- Location: Makalkandi, Habiganj, Sylhet, East Pakistan
- Date: 18 August 1971 9 a.m. (UTC+6:00)
- Target: Bengali Hindus
- Attack type: Burst fire, mass murder, massacre
- Weapons: Machine guns
- Deaths: More than 100
- Injured: 40
- Perpetrators: Pakistani Army, Razakars

= Makalkandi massacre =

Bangladesh 18 August 1971

Makalkandi massacre (মাকালকান্দি হত্যাকান্ড) was a massacre of over 40 Bengali Hindus of the Makalkandi village in the Habiganj Sub-division of undivided Sylhet district of East Pakistan by the Pakistani army on 18 August 1971.

== Background ==
Makalkandi village is located in the Baniachang Upazila of Habiganj District of Sylhet Division in present-day Bangladesh. In 1971, Habiganj was a sub-division in the Sylhet district and Baniachang was the largest village in Asia. To the north west of Baniachang is a haor encompassing a landmass 7 miles from north to south and 5 miles in east west, comprising an area of approximately 35 square miles. Within the landmass lay the village of Makalkandi, a Hindu village with a population of around 1,500. Though it had one only primary school, the literacy rate was as high as 35%. There were doctors, engineers and professors from this village. It was an economically prosperous village. There was not a single thatched hut in the village.

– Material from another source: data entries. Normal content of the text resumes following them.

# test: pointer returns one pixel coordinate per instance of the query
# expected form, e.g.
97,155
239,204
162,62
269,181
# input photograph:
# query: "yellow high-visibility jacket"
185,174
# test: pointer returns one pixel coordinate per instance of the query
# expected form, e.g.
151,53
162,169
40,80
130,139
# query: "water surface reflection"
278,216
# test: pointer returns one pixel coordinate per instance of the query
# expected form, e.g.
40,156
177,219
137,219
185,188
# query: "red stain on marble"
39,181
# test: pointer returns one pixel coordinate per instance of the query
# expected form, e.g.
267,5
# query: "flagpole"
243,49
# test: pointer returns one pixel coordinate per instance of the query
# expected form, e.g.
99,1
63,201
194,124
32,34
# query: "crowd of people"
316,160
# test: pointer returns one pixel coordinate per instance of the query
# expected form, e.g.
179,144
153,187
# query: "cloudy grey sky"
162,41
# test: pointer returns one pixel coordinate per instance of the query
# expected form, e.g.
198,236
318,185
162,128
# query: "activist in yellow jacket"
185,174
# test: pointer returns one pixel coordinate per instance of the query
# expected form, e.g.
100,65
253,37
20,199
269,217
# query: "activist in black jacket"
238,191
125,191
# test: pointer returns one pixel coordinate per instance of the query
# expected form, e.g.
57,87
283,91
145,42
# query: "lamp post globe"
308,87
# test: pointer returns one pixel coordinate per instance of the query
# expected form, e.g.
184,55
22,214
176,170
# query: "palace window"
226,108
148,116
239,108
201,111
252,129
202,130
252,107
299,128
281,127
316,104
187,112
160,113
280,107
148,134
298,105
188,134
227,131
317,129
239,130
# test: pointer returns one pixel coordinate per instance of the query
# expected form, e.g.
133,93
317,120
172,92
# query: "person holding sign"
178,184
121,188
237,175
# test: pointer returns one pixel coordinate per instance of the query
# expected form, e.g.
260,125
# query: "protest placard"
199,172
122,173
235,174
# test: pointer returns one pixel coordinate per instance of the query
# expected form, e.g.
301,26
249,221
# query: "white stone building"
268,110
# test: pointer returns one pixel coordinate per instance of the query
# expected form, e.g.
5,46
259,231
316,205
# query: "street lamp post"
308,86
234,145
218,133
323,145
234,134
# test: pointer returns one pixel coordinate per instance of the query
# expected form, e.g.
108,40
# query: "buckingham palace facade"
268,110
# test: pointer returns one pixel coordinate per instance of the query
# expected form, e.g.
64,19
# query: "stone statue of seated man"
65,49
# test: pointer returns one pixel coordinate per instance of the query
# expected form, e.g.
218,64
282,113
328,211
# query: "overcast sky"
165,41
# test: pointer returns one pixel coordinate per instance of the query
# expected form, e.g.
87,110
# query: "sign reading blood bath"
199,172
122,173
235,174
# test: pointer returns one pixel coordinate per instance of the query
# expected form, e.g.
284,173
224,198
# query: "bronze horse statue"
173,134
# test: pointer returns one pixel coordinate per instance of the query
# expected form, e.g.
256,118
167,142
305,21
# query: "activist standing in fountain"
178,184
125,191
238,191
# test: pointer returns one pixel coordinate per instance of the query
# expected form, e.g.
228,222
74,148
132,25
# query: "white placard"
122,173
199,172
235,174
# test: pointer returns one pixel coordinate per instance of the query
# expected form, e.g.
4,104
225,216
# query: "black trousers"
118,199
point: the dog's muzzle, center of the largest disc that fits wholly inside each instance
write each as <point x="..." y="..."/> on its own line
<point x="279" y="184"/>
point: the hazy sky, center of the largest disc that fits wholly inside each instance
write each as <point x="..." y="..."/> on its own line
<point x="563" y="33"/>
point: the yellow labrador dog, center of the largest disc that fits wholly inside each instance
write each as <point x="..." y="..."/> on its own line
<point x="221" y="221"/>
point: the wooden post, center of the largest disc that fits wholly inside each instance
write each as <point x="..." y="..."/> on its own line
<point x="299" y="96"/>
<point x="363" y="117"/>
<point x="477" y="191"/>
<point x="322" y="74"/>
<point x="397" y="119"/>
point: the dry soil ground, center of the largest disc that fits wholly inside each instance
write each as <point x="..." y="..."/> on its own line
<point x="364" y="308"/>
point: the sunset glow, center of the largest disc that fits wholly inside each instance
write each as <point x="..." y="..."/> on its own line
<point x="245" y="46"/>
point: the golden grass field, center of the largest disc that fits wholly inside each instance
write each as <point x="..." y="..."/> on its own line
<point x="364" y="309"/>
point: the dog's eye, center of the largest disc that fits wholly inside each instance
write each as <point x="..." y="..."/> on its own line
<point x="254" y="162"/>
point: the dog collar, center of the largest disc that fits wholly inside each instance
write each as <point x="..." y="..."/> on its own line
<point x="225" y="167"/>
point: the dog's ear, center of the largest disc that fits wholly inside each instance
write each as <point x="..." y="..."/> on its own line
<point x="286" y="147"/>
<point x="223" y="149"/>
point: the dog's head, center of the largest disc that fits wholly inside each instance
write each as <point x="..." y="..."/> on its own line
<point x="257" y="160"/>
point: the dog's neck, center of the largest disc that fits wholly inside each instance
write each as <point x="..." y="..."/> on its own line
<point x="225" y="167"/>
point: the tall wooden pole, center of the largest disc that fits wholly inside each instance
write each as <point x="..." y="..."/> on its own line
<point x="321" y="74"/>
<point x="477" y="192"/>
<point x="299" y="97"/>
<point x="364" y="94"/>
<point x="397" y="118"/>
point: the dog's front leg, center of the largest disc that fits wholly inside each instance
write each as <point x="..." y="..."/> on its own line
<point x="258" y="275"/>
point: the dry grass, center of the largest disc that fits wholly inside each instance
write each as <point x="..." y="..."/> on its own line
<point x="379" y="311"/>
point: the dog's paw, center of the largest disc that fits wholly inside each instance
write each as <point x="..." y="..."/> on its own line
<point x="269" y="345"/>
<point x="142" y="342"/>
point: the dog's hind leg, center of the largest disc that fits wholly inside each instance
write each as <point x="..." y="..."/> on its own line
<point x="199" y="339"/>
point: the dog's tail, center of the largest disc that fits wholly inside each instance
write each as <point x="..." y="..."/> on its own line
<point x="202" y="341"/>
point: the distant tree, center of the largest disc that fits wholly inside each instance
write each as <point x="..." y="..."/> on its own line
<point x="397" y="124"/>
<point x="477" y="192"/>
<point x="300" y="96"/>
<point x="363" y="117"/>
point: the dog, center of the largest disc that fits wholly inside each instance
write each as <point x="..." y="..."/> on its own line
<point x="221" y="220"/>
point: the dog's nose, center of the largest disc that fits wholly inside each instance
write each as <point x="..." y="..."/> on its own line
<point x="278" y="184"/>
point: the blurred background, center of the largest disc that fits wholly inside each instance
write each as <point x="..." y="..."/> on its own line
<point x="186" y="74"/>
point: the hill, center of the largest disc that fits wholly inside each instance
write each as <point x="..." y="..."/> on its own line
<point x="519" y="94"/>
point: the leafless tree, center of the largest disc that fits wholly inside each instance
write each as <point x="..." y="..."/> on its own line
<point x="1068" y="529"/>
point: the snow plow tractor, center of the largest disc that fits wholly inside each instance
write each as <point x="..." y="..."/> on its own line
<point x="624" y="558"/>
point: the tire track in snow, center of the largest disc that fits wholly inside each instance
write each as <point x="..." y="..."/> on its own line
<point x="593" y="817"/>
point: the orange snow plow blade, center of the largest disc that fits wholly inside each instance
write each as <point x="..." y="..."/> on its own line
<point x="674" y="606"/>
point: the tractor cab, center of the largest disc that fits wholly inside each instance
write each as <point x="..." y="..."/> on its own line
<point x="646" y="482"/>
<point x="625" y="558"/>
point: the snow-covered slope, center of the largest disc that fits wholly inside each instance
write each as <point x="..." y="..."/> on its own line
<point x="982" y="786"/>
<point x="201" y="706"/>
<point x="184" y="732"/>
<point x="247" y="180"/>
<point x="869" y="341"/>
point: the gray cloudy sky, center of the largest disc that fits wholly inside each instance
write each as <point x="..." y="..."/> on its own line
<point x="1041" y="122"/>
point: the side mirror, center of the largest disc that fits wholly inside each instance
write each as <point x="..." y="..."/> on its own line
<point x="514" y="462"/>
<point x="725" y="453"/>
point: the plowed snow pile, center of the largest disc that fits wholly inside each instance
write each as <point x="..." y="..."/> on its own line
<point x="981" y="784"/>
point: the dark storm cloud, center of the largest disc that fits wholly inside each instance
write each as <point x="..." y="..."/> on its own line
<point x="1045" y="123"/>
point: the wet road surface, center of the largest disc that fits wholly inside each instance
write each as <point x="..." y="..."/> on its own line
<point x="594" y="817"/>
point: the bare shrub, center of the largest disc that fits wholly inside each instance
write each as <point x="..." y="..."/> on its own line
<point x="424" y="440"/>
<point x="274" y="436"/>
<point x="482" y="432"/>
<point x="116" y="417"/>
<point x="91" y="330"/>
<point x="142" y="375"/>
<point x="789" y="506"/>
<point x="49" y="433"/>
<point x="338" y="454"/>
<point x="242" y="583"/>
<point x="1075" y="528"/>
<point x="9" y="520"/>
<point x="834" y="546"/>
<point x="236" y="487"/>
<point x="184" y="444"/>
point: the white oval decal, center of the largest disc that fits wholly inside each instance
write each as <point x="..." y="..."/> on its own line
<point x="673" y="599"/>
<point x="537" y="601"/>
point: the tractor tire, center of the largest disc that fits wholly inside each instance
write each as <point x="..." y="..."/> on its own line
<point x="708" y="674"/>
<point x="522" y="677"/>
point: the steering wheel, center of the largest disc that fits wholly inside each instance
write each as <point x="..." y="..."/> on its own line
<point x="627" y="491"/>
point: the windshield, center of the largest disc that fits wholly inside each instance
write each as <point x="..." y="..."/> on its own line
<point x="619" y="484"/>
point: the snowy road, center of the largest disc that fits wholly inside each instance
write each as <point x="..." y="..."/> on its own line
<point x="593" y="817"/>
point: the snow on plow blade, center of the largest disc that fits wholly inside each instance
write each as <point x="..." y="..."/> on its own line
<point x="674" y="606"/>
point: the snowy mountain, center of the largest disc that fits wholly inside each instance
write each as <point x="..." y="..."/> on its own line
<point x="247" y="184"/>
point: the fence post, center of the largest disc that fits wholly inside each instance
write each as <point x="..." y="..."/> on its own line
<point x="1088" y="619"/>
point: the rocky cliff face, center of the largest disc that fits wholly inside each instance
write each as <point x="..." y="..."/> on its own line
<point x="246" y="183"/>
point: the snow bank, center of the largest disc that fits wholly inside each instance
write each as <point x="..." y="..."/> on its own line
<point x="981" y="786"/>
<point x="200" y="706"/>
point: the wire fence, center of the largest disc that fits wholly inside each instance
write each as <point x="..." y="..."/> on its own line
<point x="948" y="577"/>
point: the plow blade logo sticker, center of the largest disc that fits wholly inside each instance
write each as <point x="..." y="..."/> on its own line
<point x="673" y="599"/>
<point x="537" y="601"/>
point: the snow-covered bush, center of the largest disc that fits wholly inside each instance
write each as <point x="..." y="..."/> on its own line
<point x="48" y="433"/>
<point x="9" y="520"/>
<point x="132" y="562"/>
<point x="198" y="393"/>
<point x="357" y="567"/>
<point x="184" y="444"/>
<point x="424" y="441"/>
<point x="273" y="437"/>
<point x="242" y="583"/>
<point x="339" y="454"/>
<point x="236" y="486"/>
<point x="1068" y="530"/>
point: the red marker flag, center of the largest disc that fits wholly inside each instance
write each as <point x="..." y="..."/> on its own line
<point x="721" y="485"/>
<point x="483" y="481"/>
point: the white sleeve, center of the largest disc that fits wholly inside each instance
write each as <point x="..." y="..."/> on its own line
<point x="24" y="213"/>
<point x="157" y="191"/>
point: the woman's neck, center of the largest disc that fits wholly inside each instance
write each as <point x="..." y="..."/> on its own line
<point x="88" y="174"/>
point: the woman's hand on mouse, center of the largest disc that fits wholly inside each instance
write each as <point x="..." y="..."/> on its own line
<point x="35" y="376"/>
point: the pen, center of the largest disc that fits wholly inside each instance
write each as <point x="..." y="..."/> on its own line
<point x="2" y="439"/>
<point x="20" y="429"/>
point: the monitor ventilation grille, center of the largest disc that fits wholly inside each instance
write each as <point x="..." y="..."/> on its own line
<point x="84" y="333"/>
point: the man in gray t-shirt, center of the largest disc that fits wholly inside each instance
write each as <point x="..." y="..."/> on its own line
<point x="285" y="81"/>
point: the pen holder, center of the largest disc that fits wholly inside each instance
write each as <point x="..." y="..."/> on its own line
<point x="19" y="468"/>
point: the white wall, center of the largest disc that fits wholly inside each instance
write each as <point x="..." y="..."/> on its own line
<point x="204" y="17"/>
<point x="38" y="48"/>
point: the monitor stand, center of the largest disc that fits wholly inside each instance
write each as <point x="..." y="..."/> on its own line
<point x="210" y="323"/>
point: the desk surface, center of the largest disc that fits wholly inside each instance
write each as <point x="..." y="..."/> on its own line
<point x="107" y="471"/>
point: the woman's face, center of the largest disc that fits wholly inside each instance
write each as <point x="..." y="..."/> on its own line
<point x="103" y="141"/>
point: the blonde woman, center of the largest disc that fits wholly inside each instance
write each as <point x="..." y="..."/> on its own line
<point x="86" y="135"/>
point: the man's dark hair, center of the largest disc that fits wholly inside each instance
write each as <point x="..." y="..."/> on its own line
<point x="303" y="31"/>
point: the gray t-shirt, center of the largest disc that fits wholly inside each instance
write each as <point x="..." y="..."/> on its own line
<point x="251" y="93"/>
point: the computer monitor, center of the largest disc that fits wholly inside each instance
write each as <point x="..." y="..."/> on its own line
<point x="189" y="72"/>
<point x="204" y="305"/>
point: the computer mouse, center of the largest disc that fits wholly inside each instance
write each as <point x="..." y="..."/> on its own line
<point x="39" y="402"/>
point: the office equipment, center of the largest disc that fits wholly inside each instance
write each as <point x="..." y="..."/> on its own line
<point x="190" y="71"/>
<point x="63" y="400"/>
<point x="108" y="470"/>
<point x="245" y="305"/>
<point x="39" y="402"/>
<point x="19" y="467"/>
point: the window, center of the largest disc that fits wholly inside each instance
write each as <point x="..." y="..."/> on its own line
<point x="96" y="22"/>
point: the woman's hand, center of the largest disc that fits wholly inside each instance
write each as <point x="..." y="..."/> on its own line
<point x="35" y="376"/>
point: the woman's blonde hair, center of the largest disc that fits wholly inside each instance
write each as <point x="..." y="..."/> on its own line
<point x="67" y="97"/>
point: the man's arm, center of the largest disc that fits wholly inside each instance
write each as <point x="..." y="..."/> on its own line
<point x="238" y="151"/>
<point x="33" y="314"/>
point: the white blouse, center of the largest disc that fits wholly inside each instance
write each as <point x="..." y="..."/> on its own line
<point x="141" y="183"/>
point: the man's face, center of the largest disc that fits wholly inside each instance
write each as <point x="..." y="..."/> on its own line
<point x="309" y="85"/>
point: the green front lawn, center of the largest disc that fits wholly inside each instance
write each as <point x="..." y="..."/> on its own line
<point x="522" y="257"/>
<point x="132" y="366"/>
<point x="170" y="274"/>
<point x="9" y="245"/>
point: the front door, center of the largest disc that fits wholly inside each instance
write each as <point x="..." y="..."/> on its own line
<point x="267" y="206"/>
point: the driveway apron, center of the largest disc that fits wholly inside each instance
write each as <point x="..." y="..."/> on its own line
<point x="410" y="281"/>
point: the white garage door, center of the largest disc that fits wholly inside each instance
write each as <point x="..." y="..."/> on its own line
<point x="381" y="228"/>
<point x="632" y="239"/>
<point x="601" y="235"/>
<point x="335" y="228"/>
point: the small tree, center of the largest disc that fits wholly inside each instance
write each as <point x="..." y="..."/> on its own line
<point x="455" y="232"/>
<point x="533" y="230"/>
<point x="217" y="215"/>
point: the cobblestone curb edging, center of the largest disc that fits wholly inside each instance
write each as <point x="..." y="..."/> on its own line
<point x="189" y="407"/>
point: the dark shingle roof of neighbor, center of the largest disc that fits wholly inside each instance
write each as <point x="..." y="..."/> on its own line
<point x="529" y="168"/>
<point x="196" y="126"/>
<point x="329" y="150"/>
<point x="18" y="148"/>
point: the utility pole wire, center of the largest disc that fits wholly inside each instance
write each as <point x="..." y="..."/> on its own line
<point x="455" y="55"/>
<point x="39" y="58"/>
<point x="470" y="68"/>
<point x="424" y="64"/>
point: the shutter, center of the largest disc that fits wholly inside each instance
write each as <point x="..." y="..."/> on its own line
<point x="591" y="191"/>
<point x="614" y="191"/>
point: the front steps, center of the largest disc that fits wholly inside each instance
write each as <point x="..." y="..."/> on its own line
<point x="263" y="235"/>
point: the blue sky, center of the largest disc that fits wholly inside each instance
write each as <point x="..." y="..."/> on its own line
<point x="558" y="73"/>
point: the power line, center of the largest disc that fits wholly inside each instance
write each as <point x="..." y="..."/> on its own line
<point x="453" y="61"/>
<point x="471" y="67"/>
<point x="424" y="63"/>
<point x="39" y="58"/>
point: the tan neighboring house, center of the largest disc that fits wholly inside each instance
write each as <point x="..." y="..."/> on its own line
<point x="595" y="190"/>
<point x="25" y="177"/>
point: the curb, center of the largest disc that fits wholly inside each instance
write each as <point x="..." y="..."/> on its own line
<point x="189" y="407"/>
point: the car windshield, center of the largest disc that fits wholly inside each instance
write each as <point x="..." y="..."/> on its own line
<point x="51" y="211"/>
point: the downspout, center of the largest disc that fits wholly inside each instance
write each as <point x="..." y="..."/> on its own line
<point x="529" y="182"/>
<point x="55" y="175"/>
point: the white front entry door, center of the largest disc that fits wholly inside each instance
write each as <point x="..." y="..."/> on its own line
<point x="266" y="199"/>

During the Liberation War, the residents of Makalkandi felt themselves safe in their village which was surrounded on all the sides by the haor acting as a natural fortification. Therefore, they did not leave for India. Even local M.P.A. Gopal Krishna Maharatna sent his family to Makalkandi for safety. Many Hindus from the neighbouring villages also took refuge in Makalkandi. However, Syed Fazlul Haque of Baniachang village joined the Razakars and collaborated with the Pakistani army. On 17 August a meeting was held between the Pakistani army and the collaborators, where Haque instigated the Pakistani army to attack Makalkandi.

== Events ==
On 18 August, very early in the morning, a contingent of the Pakistani army led by Major Durrani proceeded towards Makalkandi in boats. He was accompanied by police officer Zainal Abedin and local Syed Fazlul Haque. At around 9 a.m. they reached the village of Makalkandi. It was the day of Vishahari Puja. The villagers were making arrangements for the puja. In the century-old Chandi mandap in the western part of the village, the devotees were washing and polishing the brass images. Young children were collecting flowers for worship. Suddenly, the Pakistani soldiers opened fire from the boats. The villagers ran wherever they could. Many of them dived into the Suta river. The Pakistani army alighted from the boats and went towards the Chandi mandapa. They caught hold of twelve villagers and made them stand in a line in front from the Chandi mandap. Eleven were shot to death, while the twelfth Kangsa Mohan Das survived the massacre with four bullet wounds. Subsequently, the Pakistani army combed the entire village and shot dead scores of people. The bodies were disposed of in the Suta river. Around 40 persons managed to escape with injuries. Though they succeeded in reaching India, the majority of them succumbed to their injuries. Women were raped and the entire village was looted by the Razakars. The entire village was doused with petrol and set on fire.

== Memorial ==
In 2008, Nure Alam Siddiqui, the then Upazila Nirbahi Officer of Habiganj Upazila set up a memorial on the 37th anniversary of the massacre. The memorial lists the names of 78 victims who died in the massacre.